Construction of structural cortical networks
We developed a procedure to construct structural cortical networks based on cortical thickness measurements from MRI (He et al., 2007b). First, individual cortical thickness maps were parcellated using the automated nonlinear image matching and anatomical labeling (ANIMAL) package (Collins et al., 1995; Robbins et al., 2004). By registering each subject's MR images to a presegmented volumetric template using nonlinear deformations, the labels of brain regions were transformed to the cortical surface by assigning the value of the voxel label to each vertex on the surface. An average cortical parcellation with 27 regions for each hemisphere was generated by finding the anatomical label with the highest occurrence at each vertex (see Fig. 1B; supplemental Table 1, available at www.jneurosci.org as supplemental material). Cortical thickness for each region was measured as the average thickness of all vertices defined as belonging to that region. The interregional correlation matrix Cij (i, j = 1, 2,… N, here N = 54) of each group (see Fig. 1C, left for the control group and right for the AD group) was then obtained by calculating the partial correlation coefficients across individuals between the cortical thicknesses of every pair of regions. The partial correlations between any two cortical regions represent their conditional dependences by partialling out the effects of the other 52 regions defined in the ANIMAL template (Horwitz et al., 1987; Salvador et al., 2005). Before the correlation analysis, a linear regression was performed at every cortical region to remove the effects of age and gender; the resulting residuals were used to substitute for the raw cortical thickness values. Finally, the partial correlation matrix of each group was thresholded into a binarized matrix Aij = [aij], where aij was 1 if the absolute value of the correlation Cij between regions i and j was larger than a given correlation threshold and 0 otherwise. These binary matrices capture the underlying topological organization of the human structural cortical networks. Notably, it is also possible to use the continuous weighting (e.g., true correlation values) between regions to study the network properties (Barrat et al., 2004; Jiang et al., 2004), but it would lead to complicated statistical descriptions in the following network analysis. The current study therefore confined itself to a simpler binary graph theoretical analysis.
Graph theoretical approaches
The network (graph) G was represented by a binarized matrix Aij with N nodes and K edges, where nodes and edges indicate cortical regions and undirected links corresponding to its nonzero elements, respectively. It was noted that, when the same correlation threshold was applied to the correlation matrices of the AD and control groups, the resulting graphs would comprise different number of edges because of the discrepancies in the low-level correlations (see Fig. 1C, left vs right). Thus, between-group difference in network parameters would not purely reflect the alterations in the topological organization. To control this effect, we thresholded the correlation matrix Cij of each group into a binarized matrix with a fixed sparsity S (see Fig. 1D, left for the control group and right for the AD group) defined as the total number of edges K in a graph divided by the maximum possible number of edges N(N − 1)/2. Setting a sparsity-specific threshold ensures that the graphs of both groups have the same number of edges or wiring cost (Achard and Bullmore, 2007; Stam et al., 2007). However, because there is currently no definitive way to select a single threshold, we therefore thresholded each correlation matrix repeatedly over a wide range of sparisty (6% ≤ S≤ 40%) and then estimated the properties of the resulting graphs at each threshold value. This enabled us to compare the small-world parameters between the two groups as a function of sparsity independently of the precise selection of threshold. The range of sparsity was chosen here to allow small-world network properties to be properly estimated and the number of spurious edges in each network minimized as indicated in previous studies (Achard and Bullmore, 2007; He et al., 2007b).

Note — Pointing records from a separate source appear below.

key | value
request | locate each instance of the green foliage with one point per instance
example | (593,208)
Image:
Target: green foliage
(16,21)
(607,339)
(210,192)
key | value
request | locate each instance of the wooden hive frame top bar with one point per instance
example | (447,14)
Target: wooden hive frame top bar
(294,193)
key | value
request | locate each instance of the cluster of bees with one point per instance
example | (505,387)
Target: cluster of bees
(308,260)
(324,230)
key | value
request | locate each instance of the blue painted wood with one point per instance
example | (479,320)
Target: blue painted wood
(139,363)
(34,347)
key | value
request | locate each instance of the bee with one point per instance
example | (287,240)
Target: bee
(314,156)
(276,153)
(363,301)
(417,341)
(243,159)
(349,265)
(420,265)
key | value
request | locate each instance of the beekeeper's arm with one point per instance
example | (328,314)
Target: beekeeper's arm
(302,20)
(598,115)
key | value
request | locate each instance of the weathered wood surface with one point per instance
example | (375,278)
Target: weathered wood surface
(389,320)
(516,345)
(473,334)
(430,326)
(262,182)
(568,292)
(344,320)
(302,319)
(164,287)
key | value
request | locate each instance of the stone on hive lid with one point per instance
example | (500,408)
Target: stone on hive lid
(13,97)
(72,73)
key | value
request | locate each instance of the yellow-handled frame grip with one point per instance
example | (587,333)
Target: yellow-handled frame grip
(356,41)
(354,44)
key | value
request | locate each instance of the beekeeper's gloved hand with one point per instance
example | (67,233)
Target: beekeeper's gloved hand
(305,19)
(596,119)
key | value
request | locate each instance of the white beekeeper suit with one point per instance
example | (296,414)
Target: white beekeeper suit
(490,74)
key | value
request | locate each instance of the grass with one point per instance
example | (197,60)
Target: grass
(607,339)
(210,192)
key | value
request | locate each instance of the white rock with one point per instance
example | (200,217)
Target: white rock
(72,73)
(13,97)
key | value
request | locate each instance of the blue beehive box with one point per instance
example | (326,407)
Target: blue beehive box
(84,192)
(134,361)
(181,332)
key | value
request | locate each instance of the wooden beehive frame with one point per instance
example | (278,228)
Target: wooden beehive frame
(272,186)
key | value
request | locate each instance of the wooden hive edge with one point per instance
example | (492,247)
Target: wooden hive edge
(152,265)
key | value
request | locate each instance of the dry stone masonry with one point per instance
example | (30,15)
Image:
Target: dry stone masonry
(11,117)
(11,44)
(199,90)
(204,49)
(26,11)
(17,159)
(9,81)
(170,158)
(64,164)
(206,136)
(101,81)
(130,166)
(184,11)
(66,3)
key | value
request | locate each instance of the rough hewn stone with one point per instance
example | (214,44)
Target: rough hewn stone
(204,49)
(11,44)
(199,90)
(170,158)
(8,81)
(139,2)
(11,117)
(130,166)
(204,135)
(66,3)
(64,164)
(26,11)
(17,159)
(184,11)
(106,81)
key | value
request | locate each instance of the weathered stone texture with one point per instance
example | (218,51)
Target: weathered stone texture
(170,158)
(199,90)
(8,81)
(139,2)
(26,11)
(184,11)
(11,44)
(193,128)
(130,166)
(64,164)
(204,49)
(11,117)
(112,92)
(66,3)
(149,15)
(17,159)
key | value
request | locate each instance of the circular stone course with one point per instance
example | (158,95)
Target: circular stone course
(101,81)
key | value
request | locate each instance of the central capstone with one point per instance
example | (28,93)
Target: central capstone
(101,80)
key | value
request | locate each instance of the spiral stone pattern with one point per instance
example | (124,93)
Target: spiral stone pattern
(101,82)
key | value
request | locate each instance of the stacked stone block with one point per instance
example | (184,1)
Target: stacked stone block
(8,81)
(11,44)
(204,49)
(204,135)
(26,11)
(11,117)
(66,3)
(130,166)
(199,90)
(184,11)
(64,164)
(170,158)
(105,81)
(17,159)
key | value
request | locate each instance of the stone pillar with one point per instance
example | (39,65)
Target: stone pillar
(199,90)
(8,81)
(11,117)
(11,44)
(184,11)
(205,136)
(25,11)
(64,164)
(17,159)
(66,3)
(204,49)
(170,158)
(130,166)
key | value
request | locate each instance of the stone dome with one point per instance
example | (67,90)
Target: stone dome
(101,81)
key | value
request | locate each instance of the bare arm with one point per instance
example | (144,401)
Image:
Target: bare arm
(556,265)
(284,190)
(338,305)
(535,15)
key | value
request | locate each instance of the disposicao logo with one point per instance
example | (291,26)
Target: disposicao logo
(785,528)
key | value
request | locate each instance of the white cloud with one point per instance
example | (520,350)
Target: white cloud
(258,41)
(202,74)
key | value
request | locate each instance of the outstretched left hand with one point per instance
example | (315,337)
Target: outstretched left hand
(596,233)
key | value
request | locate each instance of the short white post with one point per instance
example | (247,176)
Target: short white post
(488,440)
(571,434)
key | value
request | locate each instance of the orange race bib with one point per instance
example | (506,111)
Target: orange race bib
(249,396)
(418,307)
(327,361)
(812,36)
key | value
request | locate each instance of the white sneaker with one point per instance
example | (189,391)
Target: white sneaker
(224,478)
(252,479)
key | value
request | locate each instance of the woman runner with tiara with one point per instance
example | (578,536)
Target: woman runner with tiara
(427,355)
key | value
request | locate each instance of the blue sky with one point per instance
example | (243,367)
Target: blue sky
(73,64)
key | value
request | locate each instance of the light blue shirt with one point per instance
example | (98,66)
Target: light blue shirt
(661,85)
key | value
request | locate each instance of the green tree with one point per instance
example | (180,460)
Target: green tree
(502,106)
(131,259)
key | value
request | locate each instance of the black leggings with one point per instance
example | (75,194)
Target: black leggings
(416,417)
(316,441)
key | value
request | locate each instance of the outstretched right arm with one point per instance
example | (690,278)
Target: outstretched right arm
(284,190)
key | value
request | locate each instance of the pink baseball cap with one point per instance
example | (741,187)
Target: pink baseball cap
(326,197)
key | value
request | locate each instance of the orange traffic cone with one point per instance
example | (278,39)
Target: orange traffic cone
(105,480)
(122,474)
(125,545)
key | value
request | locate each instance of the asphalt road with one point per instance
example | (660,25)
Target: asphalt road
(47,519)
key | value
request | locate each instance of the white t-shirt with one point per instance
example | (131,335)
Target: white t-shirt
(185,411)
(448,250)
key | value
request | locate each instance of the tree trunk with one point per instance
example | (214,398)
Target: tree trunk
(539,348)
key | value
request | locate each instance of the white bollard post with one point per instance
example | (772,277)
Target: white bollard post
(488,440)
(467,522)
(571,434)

Small-world measures of a network (clustering coefficient, Cp, and characteristic path length, Lp) were originally proposed by Watts and Strogatz (1998). Briefly, the Cp is the average of the clustering coefficients over all nodes in a network, where the clustering coefficient Ci of a node i is defined as the number of existing connections among the neighbors of the node divided by all their possible connections. Cp quantifies the extent of local cliquishness or local efficiency of information transfer of a network (Watts and Strogatz, 1998; Latora and Marchiori, 2001). The Lp of a network is the average minimum number of connections that link any two nodes of the network. However, this original definition of Lp is problematic in networks that comprise more than one component because there exist nodal pairs that have no connecting path. To avoid this problem, Lp was measured here by using a “harmonic mean” distance between pairs proposed by Newman (2003) (i.e., the reciprocal of the average of the reciprocals). Lp quantifies the ability of parallel information propagation or global efficiency (in terms of 1/Lp) of a network (Latora and Marchiori, 2001). A real network would be considered small world if it meets the following criteria: γ = Cpreal/Cprand ≻ 1 and λ = Lpreal/Lprand ∼ 1 (Watts and Strogatz, 1998), where the Cprand and Lprand are the mean clustering coefficient and characteristic path length of matched random networks that preserve the same number of nodes, edges, and degree (the degree ki of a node i is the number of connections to that node) distribution as the real network (Maslov and Sneppen, 2002; Sporns and Zwi, 2004).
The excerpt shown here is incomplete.